Giustizia; Pansini (ANF): riforma Bonafede contraddittoria. Rito civile semplificato e 3 anni in più per ragionevole durata dei processi è da teatro dell’assurdo

Invece di valutare riforme degli ultimi anni, si butta la palla in avanti. chi siede ai tavoli ministeriali non deve, nell’interesse della collettività, accettare soluzioni al ribasso “Difficile a credersi se non fosse tutto scritto nero su bianco. Sconcerta l’impostazione che il ministro Bonafede ha voluto dare alla sua riforma per incidere sulla velocità dei
Invece di valutare riforme degli ultimi anni, si butta la palla in avanti. chi siede ai tavoli ministeriali non deve, nell’interesse della collettività, accettare soluzioni al ribasso

“Difficile a credersi se non fosse tutto scritto nero su bianco. Sconcerta l’impostazione che il ministro Bonafede ha voluto dare alla sua riforma per incidere sulla velocità dei processi.
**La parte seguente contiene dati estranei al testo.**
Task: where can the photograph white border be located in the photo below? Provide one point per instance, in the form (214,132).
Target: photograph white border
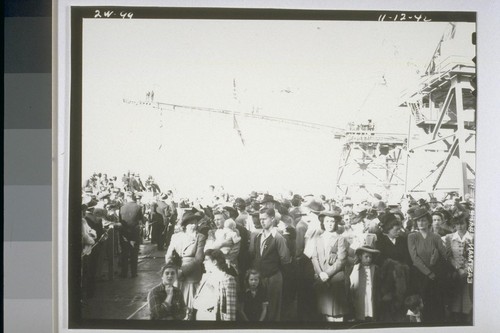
(486,296)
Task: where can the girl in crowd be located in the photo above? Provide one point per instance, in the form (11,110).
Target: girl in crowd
(458,245)
(439,225)
(216,297)
(166,301)
(429,256)
(253,303)
(365,284)
(329,260)
(394,261)
(189,245)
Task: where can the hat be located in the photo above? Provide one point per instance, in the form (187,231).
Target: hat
(348,202)
(381,206)
(434,200)
(190,215)
(268,198)
(231,211)
(367,248)
(315,206)
(330,213)
(239,202)
(420,212)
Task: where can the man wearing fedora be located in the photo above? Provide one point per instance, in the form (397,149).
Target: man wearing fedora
(131,219)
(166,208)
(271,257)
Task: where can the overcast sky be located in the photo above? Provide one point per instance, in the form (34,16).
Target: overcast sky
(318,71)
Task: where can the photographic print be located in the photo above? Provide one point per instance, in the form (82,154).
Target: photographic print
(271,168)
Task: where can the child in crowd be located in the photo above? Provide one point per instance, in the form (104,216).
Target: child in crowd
(166,301)
(229,232)
(365,282)
(414,305)
(253,302)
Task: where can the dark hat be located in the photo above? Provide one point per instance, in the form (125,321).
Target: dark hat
(315,206)
(240,202)
(333,214)
(420,212)
(348,202)
(103,195)
(189,216)
(268,198)
(232,212)
(366,248)
(434,200)
(380,206)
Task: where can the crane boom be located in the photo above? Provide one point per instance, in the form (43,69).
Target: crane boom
(338,132)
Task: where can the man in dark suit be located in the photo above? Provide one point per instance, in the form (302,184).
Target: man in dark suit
(271,257)
(131,219)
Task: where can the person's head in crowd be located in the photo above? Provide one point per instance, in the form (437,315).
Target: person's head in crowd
(414,303)
(130,197)
(230,224)
(268,201)
(285,205)
(423,219)
(215,261)
(169,273)
(233,213)
(337,209)
(296,200)
(84,209)
(189,222)
(314,206)
(103,198)
(267,218)
(434,203)
(256,219)
(283,210)
(438,223)
(461,223)
(138,197)
(219,217)
(399,216)
(366,254)
(240,204)
(371,214)
(380,207)
(390,225)
(331,222)
(347,205)
(252,279)
(347,218)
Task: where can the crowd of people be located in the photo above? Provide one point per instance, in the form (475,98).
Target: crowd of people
(250,258)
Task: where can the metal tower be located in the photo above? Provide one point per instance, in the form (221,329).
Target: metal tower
(371,162)
(443,109)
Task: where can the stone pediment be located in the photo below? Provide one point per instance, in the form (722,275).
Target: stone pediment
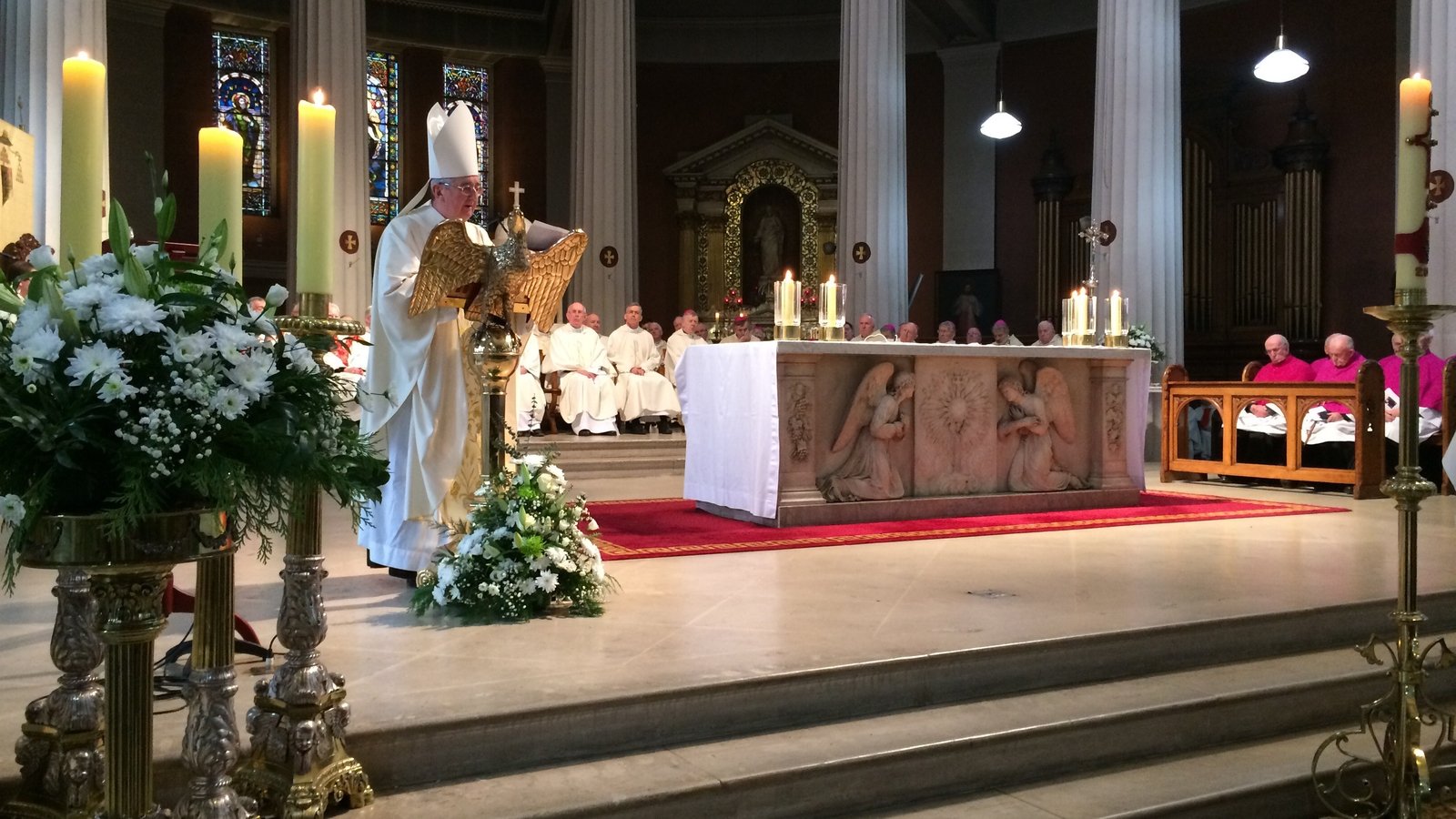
(766,138)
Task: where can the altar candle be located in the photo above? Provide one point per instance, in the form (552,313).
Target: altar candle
(220,191)
(1412,167)
(315,254)
(788,296)
(84,146)
(830,299)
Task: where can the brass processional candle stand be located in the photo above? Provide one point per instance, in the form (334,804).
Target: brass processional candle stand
(1394,780)
(298,763)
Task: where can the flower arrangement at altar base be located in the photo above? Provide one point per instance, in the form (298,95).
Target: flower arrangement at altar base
(133,383)
(1140,337)
(528,551)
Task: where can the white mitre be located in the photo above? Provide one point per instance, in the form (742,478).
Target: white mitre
(451,147)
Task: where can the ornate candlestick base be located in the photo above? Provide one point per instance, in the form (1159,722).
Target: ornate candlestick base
(298,763)
(60,749)
(1390,777)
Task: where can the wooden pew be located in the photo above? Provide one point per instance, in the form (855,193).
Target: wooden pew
(1366,397)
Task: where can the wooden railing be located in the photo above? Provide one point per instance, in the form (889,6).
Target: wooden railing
(1365,397)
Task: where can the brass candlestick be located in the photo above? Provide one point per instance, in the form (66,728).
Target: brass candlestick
(298,763)
(1392,778)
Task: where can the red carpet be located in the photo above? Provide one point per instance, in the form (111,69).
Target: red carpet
(673,528)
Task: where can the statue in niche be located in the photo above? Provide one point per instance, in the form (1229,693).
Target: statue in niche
(875,421)
(1037,404)
(957,410)
(769,237)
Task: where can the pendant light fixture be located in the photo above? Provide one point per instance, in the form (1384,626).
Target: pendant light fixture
(1001,124)
(1281,65)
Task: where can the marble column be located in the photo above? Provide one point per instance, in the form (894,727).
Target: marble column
(328,53)
(873,157)
(1138,162)
(1433,34)
(968,200)
(603,153)
(38,35)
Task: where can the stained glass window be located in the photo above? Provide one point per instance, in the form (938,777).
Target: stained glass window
(382,87)
(244,67)
(470,86)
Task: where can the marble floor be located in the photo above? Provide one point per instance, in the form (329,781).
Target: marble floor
(693,620)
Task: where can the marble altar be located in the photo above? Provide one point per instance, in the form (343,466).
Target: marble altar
(791,433)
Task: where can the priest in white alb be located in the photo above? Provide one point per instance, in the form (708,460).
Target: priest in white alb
(414,392)
(684,337)
(531,398)
(642,392)
(587,395)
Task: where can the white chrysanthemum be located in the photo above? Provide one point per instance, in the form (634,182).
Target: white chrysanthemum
(130,314)
(251,373)
(300,358)
(116,388)
(104,264)
(34,318)
(189,347)
(94,361)
(12,511)
(230,402)
(41,257)
(85,300)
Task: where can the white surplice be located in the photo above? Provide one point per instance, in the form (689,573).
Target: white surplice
(531,399)
(414,395)
(647,394)
(673,353)
(586,402)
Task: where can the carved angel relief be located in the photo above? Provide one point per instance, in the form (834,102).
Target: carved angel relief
(877,420)
(1038,404)
(490,278)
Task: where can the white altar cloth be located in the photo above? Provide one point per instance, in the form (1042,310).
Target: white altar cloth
(732,410)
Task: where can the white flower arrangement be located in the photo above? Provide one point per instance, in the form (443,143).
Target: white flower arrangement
(131,383)
(528,551)
(1140,337)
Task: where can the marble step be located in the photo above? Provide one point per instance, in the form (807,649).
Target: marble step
(903,758)
(558,733)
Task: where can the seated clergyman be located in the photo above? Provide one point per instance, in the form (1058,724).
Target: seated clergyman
(641,392)
(587,394)
(866,329)
(1261,426)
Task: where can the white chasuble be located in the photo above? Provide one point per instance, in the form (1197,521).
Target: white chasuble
(586,402)
(531,399)
(647,394)
(673,354)
(415,397)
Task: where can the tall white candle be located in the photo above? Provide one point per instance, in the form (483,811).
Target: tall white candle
(1412,167)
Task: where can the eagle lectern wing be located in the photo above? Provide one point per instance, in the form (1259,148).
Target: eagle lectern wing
(546,280)
(449,263)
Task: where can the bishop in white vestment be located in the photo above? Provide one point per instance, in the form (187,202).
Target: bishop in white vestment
(414,392)
(684,337)
(641,389)
(587,395)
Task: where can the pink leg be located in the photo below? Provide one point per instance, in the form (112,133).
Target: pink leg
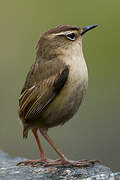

Al 31 dicembre 2018 (ultimo dato disponibile) i procedimenti “a rischio legge Pinto” sono ben 484.675, un dato che il Guardasigilli e gli uffici del suo ministero hanno pensato non di aggredire, ma semplicemente di aggirare. Si, perché la riforma che, nel testo ad oggi noto, ha, tra gli altri, anche il dichiarato obiettivo di ridurre i tempi di durata dei processi codifica in realtà come tollerabili limiti ben al di sopra di quanto già oggi è previsto dalla legge Pinto, che fissa una durata massima di sei anni (tre in primo grado, due in appello e uno in Cassazione). Introdurre, da un lato, un nuovo rito semplificato per i giudizi civili dinanzi al giudice monocratico, come prevede il ‘Disegno di legge recante deleghe al governo per l’efficienza del processo civile e del processo penale’, e poi, dall’altro, leggere che la ragionevole durata di un procedimento é addirittura estesa, con le precisazioni che la norma contiene, a quattro anni per il giudizio di primo grado, tre per quello di appello e due per quello di Cassazione, ovvero a nove anni totali, è una contraddizione che vanifica in radice l’idea stessa di riforma, che mina la credibilità della giurisdizione del nostro Paese e che agli occhi del cittadino si presenta come l’ennesima mancata risposta alla sua domanda di giustizia. Se questi sono i risultati del lavoro di tavoli tecnici al Ministero, meglio lasciare le cose così come stanno e andare in vacanza”. Lo dichiara il segretario generale dell’Associazione Nazionale Forense Luigi Pansini.

 

“Abbiamo assistito negli ultimi anni – continua Pansini – all’emanazione di decreti legge su decreti legge per intervenire sulla durata dei processi, abbiamo assistito alla bocciatura dei rimedi preventivi e analizzato rapporti che restituivano una fotografia più fedele sul reale stato dei tempi della giustizia. Ragionevolezza avrebbe voluto che fossero verificati gli effetti degli interventi degli ultimi sei anni, e invece  ‘la madre di tutte le riforme’, la cui bontà nel merito é ancora da verificare, allo scopo di assicurare la speditezza dei procedimenti, prevede semplicemente di buttare la palla in avanti, per poi magari ricominciare a rincorrerla, con buona pace dell’affidabilità del nostro Paese e della capacità di attrarre investimenti  che sono correlati negativamente alle inefficienze della giustizia. Se a tutto ciò aggiungiamo che, stando alle segnalazioni pervenute, il pagamento degli indennizzi da legge Pinto é fermo al 2016 e che la Corte di legittimità potrebbe ammettere gli indennizzi “Pinto” sui procedimenti ‘”Pinto” sembra di vivere nel teatro dell’assurdo”.

 

“L’Avvocatura non può accettare soluzioni al ribasso – conclude Pansini – ed é singolare che chi siede al tavolo ministeriale abbia accettato in silenzio l’impianto del disegno di legge delega che sembra emergere dal testo che ad oggi si conosce”.